Stevo had been drilling Open-Ended Questions, the core skill of anyone trying to help people. OEQs are questions that can't be answered with, "yes" or "no" and they encourage people to explore their answers with more depth. Stevo had spent hours asking them in roleplays with other students. He'd spent even more hours listening to tapes of himself with clients and figuring out new and better ways to ask them. He'd made lists of hundreds and practiced using them casually in talks with friends. And Dr. Cleere accurately perceived—as was her habit—that he was over thinking things—as was his habit.
"What question is that?" Stevo asked.
Dr. Cleere put down her cup.
"Why?' Ask in, 'Why do you think that?' 'Why do you believe that?' 'Why do you want that?' 'Why the hell did you do that?' 'Why' is the only question that really matters. The problem is, you can't ever ask people 'why?' It's too much. We get defensive when we have to answer 'why?' Even though it's kinda all that matters if we want to get better."

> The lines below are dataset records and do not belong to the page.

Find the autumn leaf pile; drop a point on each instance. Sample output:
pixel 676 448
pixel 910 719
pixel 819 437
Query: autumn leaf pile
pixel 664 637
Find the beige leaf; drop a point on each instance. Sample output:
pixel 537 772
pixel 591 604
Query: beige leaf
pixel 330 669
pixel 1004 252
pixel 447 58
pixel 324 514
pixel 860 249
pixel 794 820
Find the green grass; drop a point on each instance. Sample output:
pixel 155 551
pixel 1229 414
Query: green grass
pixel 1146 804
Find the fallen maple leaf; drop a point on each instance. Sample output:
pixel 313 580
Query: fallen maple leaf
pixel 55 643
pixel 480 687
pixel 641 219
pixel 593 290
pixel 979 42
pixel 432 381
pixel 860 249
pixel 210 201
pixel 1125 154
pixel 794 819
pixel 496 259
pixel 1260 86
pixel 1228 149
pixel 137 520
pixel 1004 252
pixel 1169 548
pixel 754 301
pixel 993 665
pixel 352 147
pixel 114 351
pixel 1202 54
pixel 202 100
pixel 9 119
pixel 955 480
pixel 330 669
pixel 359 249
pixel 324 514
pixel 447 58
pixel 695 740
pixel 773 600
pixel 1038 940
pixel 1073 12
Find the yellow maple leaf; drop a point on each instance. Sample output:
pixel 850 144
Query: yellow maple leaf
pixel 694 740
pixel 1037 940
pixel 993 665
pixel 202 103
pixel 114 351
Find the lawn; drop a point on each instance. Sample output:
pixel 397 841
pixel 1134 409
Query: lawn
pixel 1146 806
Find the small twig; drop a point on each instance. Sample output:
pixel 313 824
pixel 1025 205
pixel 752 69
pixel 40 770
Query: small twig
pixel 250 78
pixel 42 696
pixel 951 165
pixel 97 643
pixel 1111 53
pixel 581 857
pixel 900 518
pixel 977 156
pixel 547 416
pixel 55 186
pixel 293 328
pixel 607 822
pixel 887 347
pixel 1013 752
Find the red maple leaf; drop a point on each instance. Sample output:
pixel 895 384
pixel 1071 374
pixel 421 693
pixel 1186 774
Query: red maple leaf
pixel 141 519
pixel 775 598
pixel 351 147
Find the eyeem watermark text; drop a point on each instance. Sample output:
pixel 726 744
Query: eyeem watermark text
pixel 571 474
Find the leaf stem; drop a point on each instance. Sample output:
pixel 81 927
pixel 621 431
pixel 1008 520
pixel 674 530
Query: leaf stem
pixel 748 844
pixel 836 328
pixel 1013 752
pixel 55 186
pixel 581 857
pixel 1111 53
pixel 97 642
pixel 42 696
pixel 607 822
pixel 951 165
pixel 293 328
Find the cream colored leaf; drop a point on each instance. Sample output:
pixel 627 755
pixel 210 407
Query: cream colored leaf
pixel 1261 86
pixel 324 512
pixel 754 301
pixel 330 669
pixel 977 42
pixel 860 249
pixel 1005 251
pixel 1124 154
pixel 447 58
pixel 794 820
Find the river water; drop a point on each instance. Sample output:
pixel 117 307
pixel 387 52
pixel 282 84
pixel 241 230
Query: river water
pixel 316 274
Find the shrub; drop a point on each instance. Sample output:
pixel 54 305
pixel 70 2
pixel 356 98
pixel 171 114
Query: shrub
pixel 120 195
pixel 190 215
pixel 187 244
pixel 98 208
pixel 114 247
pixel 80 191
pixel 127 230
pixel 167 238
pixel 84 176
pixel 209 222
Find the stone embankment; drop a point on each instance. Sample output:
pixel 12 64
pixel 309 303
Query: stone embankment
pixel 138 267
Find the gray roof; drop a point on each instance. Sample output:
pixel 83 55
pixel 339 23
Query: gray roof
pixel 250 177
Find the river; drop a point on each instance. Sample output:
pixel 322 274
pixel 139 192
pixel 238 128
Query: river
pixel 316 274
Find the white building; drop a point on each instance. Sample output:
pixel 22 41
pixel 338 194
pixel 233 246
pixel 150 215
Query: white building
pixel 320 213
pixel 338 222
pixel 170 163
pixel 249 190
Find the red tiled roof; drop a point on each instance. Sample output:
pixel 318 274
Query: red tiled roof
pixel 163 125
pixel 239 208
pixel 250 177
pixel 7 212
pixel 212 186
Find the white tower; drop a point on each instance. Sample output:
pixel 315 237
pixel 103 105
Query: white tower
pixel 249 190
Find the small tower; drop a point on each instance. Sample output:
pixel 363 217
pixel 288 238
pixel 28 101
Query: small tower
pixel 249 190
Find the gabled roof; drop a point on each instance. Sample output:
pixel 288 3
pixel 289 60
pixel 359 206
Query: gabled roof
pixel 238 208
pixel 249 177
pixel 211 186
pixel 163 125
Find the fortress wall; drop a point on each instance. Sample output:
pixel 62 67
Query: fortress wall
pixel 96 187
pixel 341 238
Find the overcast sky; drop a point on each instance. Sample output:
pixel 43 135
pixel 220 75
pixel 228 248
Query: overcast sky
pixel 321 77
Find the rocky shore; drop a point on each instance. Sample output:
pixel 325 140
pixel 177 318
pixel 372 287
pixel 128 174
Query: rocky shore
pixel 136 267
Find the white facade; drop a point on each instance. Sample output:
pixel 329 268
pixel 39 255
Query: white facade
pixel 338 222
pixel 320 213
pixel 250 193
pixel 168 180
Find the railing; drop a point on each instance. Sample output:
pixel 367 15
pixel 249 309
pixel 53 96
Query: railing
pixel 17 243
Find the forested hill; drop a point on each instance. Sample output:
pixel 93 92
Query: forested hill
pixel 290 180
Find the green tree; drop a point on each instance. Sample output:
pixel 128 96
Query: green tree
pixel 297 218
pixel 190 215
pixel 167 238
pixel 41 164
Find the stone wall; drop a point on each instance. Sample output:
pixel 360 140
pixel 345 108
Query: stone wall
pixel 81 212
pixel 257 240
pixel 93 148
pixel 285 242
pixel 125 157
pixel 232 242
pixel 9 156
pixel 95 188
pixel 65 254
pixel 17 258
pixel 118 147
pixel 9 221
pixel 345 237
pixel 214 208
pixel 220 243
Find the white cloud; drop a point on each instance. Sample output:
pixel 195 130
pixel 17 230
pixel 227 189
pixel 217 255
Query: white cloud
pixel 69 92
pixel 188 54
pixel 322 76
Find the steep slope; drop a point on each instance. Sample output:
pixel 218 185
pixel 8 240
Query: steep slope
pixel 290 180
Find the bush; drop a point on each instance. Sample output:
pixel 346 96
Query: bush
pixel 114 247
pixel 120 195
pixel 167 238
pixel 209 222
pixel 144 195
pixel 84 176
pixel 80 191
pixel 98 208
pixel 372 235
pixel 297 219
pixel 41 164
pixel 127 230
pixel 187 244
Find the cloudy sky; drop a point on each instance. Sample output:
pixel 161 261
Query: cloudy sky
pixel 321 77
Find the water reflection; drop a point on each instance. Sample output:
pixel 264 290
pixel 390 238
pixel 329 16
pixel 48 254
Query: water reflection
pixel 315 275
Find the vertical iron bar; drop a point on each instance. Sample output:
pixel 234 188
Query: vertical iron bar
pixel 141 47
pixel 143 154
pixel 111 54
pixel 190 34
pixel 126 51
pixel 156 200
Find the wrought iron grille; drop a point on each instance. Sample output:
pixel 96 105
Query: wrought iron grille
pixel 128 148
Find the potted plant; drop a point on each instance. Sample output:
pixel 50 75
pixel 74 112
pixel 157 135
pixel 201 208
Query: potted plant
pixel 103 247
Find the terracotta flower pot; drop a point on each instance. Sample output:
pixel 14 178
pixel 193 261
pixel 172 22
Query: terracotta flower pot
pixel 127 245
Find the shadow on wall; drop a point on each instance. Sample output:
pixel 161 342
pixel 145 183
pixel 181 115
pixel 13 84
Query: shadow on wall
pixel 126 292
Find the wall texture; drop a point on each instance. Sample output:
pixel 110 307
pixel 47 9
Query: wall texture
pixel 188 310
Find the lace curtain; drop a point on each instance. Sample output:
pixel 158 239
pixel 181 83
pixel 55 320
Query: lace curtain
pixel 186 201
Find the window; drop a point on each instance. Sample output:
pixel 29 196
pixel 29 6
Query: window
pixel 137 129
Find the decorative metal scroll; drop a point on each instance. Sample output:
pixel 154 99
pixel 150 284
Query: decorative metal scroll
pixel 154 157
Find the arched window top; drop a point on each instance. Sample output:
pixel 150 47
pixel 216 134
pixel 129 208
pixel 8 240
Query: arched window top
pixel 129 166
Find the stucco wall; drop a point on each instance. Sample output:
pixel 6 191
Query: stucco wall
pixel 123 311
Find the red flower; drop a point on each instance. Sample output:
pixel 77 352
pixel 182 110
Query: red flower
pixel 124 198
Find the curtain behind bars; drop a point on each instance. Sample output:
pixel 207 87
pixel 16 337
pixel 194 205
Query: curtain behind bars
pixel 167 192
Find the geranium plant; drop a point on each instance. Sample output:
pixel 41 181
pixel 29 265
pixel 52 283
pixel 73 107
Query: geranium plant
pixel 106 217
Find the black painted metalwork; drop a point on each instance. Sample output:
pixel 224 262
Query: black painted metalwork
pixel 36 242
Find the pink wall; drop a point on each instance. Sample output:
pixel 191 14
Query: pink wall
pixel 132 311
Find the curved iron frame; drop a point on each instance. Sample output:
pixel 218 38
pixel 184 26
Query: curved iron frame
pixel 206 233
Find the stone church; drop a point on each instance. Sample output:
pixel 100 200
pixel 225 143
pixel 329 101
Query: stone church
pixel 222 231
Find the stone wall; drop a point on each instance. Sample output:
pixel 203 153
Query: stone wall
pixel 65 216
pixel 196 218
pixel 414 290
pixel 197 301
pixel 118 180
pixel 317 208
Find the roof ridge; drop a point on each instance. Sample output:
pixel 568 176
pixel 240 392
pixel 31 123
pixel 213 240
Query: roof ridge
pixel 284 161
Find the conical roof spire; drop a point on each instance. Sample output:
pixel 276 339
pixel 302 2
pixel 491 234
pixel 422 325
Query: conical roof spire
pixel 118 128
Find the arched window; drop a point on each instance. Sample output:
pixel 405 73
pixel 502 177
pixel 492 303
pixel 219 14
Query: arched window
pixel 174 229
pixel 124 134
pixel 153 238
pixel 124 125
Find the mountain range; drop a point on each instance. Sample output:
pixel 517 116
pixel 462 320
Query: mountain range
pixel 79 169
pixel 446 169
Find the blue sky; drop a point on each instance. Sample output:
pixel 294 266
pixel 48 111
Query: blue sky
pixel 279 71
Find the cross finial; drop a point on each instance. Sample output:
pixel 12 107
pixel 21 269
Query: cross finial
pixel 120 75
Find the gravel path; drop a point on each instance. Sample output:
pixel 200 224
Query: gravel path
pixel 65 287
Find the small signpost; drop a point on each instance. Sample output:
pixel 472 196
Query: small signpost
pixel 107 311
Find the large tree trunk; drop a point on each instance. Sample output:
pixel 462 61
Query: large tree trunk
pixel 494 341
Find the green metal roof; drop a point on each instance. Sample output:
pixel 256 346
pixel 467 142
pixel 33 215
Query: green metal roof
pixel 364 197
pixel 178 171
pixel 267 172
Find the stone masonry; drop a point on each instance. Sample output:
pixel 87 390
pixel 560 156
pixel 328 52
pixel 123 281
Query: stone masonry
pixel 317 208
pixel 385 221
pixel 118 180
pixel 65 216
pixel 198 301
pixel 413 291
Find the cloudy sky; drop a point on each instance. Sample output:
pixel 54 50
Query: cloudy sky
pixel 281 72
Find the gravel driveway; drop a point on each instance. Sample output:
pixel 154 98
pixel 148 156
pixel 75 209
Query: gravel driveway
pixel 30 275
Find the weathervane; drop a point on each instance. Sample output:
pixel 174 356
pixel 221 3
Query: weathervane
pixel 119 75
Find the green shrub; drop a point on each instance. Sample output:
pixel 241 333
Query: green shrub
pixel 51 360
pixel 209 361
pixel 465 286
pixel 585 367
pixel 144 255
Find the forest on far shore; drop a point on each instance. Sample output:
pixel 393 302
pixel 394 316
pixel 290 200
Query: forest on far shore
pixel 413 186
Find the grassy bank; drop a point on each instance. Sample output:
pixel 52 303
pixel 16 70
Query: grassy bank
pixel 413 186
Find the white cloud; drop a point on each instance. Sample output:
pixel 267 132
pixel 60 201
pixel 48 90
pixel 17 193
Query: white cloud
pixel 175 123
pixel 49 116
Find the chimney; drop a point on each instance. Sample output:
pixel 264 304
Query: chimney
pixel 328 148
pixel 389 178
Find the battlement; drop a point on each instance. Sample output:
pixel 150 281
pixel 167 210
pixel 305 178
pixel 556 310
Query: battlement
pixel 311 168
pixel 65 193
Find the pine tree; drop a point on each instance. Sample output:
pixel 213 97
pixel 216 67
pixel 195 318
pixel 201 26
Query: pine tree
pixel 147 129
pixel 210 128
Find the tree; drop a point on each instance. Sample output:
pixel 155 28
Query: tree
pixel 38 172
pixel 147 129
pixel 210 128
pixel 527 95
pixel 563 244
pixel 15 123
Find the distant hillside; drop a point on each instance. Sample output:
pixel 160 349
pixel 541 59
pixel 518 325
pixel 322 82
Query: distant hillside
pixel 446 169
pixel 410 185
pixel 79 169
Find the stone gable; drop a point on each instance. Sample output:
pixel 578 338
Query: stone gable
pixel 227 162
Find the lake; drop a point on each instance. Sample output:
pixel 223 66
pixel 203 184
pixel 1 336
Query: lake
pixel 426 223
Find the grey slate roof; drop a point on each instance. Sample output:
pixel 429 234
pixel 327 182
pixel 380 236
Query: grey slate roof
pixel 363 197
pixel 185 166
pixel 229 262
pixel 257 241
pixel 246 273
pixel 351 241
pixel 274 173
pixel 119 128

"Oh." Stevo said. "So what should I ask instead?"
Dr. Cleere put down her coffee cup. "Everything else."
_________________________
Human beings have always been fascinated by why humans—ourselves and others—do things. For as long as we've been human we've watched people, listened to our friends tell us stories about themselves, told our friends stories about strangers, and thought, "why the hell did they do that?" Whenever we hear a story about someone doing something unexpected, we have a compulsion to stop and ponder "why?" Why do we eat too much? Work out too little? Why do some people persist with diets and so many of us do not? Why do some people seem to always be motivated while the rest of us struggle to get out of bed in the morning? Why do some kids seem to love math and others hate it? 
We all do wonderful, stupid, brilliant, lazy, powerful, amazing things every day for reasons ranging from mysterious and obvious. And as we watch or hear about those behaviors, there seems to be a parallel compulsion to explain those behaviors. We just need to make people's actions make sense.
As humans, we just seem to need to know..."why?"